Más de 500 concesiones acuícolas se encuentran hoy suspendidas debido a superposiciones con solicitudes de ECMPO. Esto ha puesto en pausa inversiones, planificación y relocalizaciones sanitarias urgentes. Empresas como SalmonesCamanchaca, MultiX, BlumarSeafoods y AquaChile enfrentan un escenario incierto que impacta directamente a economías locales como Aysén y Los Lagos, donde el empleo depende en gran parte de esta industria.

Pero ¿estamos obligados a elegir entre cultura y desarrollo? Yo creo que no.
La Ley Lafkenche fue una conquista de las comunidades costeras y debe respetarse. Sin embargo, también es urgente perfeccionarla.
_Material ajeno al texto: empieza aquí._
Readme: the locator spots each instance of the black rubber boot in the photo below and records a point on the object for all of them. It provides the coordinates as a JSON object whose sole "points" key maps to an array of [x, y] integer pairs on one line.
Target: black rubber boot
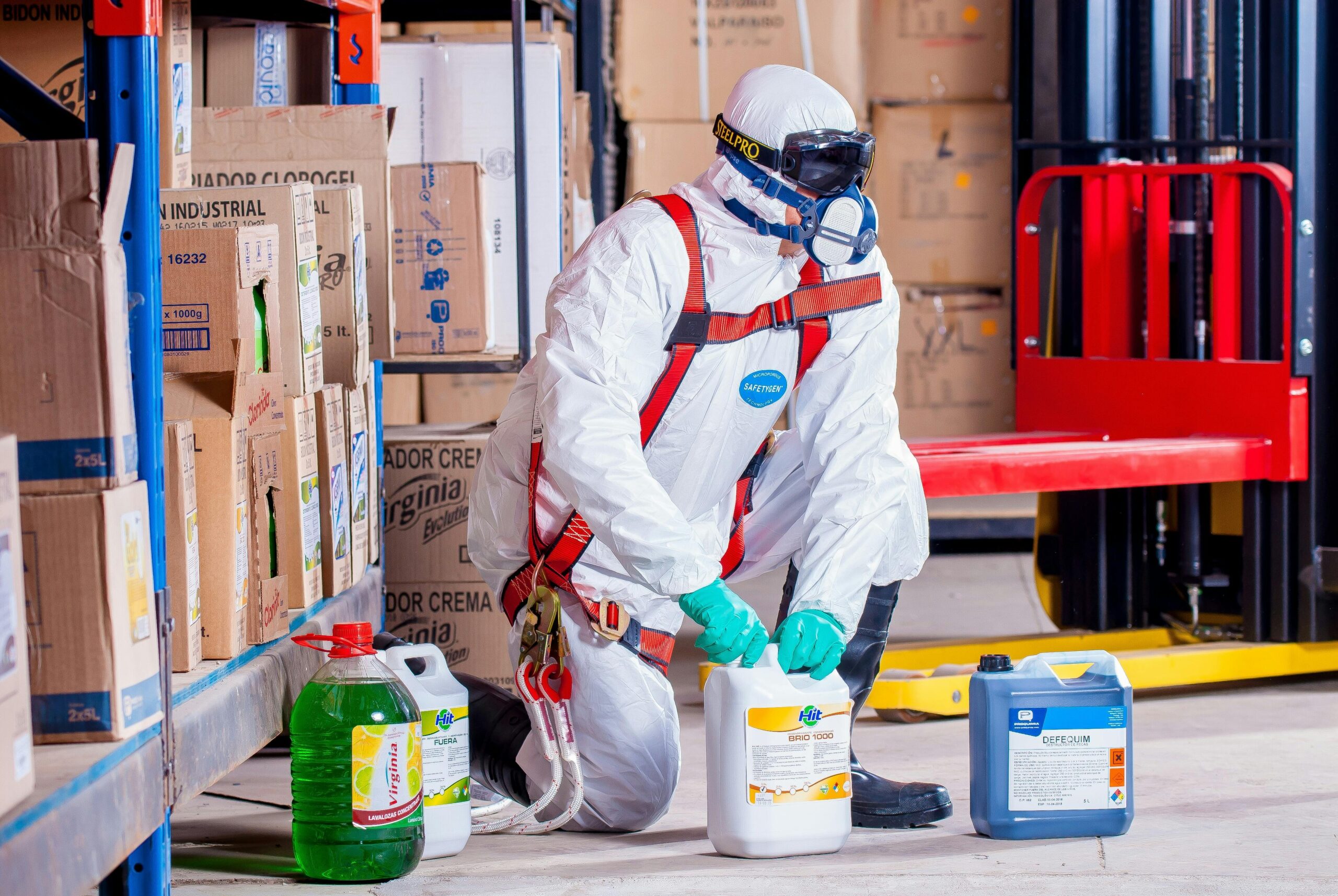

Asimismo, necesitamos establecer plazos claros para resolver solicitudes, Impulsar mesas de diálogo territorial donde participen comunidades, empresas y el Estado y Fomentar proyectos colaborativos entre salmoneras y pueblos originarios, basados en sostenibilidad y empleo local.
Chile puede y debe avanzar hacia una gobernanza costera que integre derechos ancestrales con desarrollo productivo. Si hay voluntad política y social, podemos pasar del conflicto al acuerdo, del temor a la colaboración.
No es una tarea sencilla, pero es el tipo de desafío que vale la pena enfrentar.